With Manon Lescaut Puccini’s genius caught fire. After the near-failure of Edgar, he resolutely tackled the problem of drama in music postulated by Wagner, combining the technique of the leitmotif with the Italian concept of the dramma in musica, in which melody was the main support. In the first act of Manon Lescaut Puccini went beyond the limits of the genre, skilfully adapting symphonic structures to the demand of the action. The thematic material used in the opera sets up a network of relationships, linking characters to real situations and emotions, with the result that the music often plays a dominant part, freeing itself from the requirements of the narrative to suggest sophisticated symbolic associations. A good example of such flexibility is the name-theme (‘Manon Lescaut mi chiamo’), first heard when Manon’s carriage arrives in Amiens in Act 1. Puccini took this theme and varied it like a leitmotif, repeating it at key moments of the action, almost as if it contained in essence the heroine’s own future and that of her lover. The precision with which Puccini links tonality to the articulation of recurrent themes and melodies further reveals his deliberate dramatic intentions.

Puccini generally delineated from the opening bars of his operas the atmosphere in which the action was to develop. In Manon Lescaut he sketched the historical local colour of the 18th century, particularly its lecherous and hypocritical aspects. The opening theme of the opera is drawn from his own three minuets for string quartet (1884), and suggests the musical style of the period. In the first part of the second act, the life of the boudoir is depicted: the gallantry of the courtiers is contrasted effectively with the combination of passion and corruptibility that dominates the lovers’ duet.

In the opera’s devastating conclusion, in the desert of Louisiana, the composer emphasizes the central theme – love understood as a ‘curse’ and a passion of despair – by introducing his first example of ‘music remembered’, as he was to do in an equally unforgettable way on the deaths of Mimì, Butterfly and Angelica. Themes already heard follow each other, integrating the past with the present. Such restriction in thematic invention produces a compact poetic unity to the opera. The music has no need to describe anything because all that happens is the logical result of what we have already seen. The end of Manon is the inevitable consequence of her way of life and is thus a metaphor for love, just as the desperation of Des Grieux is not his alone but that of the entire audience who witness the death.

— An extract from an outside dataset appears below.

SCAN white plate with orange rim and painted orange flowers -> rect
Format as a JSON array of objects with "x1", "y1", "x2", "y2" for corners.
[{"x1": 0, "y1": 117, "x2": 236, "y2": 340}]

A masterpiece of late Romanticism, the fourth act of Manon Lescaut brings to mind the endings of Don Carlos and Aida. At the same time it makes evident the enormous difference separating it from the melodramme of Verdi, in which death was the only option for characters prevented from realizing their legitimate earthly aspirations. ‘I do not want to die’, Manon cries in her isolation. Until the end, the lovers look for impossible ways of escape, because the only certainty is life. Such values, desperate and sensual, belong to the restless fin-de-siècle. With Manon Lescaut, Puccini’s financial problems came to an end.